甘く熱いキスで
「ライナー……」

一番に視線が合ったとき、ライナーは確かにユリアを見て微笑んだ。それは、ユリアの願望だったのだろうか。

思い返せば、出会ったばかりの頃は冷たく鋭い瞳でユリアを見ていた。でも、だんだんとライナーの炎が垣間見えるようになって、肌を重ねるようになってからはそれが更に熱く燃えていたと感じていたのに、それも全部、何もかも……ユリアの都合のいい解釈だったのだろうか。

「ユリア……泣くな。ライナーのことは――」
「っ、やめて……!」

ふわりと……アルフォンスに抱き寄せられて、ユリアは彼の胸に両手を突っ張ろうともがいた。

「わかったような言い方しないで!」

アルフォンスはずっとライナーの上辺しか見ていなかった。
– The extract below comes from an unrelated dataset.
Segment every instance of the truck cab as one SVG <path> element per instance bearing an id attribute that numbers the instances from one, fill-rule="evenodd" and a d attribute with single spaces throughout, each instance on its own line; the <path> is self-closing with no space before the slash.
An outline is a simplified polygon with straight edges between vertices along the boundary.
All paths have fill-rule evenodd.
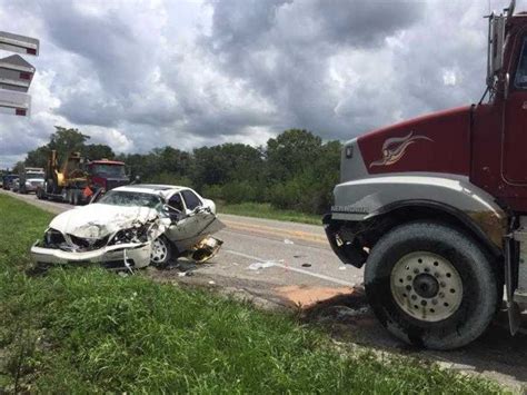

今となってはそれが“正しい”判断だったのかもしれないが、ライナーと接してきたユリアよりも理解があるような言い方はされたくなかった。

ユリアはまた流れてきた涙を拭って自嘲する。自分で口にして理解する――ユリアもきっと、ライナーにそう思われていたのだ。

何も知らないくせに、と。

「そうじゃない。俺も、知らないのはユリアと一緒だ。でも、ライナーがユリアと子供を見捨てたのは事実だろ?だから、あいつにはユリアの夫になる資格はないって思ってる。ユリア。俺と結婚しよう」

突然の申し出に、ひゅっと息が詰まる。

「何言って――」
「俺は本気だ。ライナーがユリアを捨てた今、ヴォルフ伯父さんが何をしようとするかくらいわかるだろ?」

そう言われて、ユリアはヴォルフの言葉を思い出す。